Correlations between springtime Arctic stratospheric ozone extremes and subsequent surface temperatures have been previously reported for both models and observations at particular locations in the Northern Hemisphere. Motivated by the routine and precise measurements of total column ozone, as well as ozone’s ability to act as a proxy for the wintertime polar vortex, here, we quantify the use of ozone information for seasonal forecasts of Northern Hemisphere temperatures and the cryosphere using both observations and a nine-member ensemble of the The Community Earth System Model, version 1 Whole Atmosphere Community Climate Model, version 4. The observed and ensemble composite correlations between March Arctic total column ozone and April surface temperatures show remarkable consistency throughout the Northern Hemisphere. Additionally, large surface temperature differences, up to 6 degrees in Northern Russia, are also seen between composite years of opposing ozone extremes. Similar connections between March total column ozone and Northern Hemisphere sea ice and snow cover are observed. However, remarkably, sea ice extent differences show persistence through late autumn and early winter, especially in the Laptev, East Siberian, Chukchi, and Beaufort Seas, and in the Bering strait.
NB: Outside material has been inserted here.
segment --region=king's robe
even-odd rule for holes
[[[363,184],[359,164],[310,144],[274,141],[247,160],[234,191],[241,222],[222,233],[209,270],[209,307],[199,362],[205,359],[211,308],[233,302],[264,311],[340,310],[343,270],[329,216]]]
Snow depth is largely impacted in the Northern Russian region where surface temperature differences were greatest. However, the largest differences are occurring along the South East Coast of Alaska in early summer before the snow cover diminishes. To investigate these connections in more detail, we create an empirical forecast model using March Arctic total column ozone to predict the sign of the observed, as well as the modeled surface temperatures, sea ice and snow depth anomalies from April-July for temperatures and April-December for the cryosphere. This is done through a leave-three-years-out cross validation method, which produces, for example, up to 75% correct predictions of April surface temperature anomalies in the model ensemble in Northern Russia.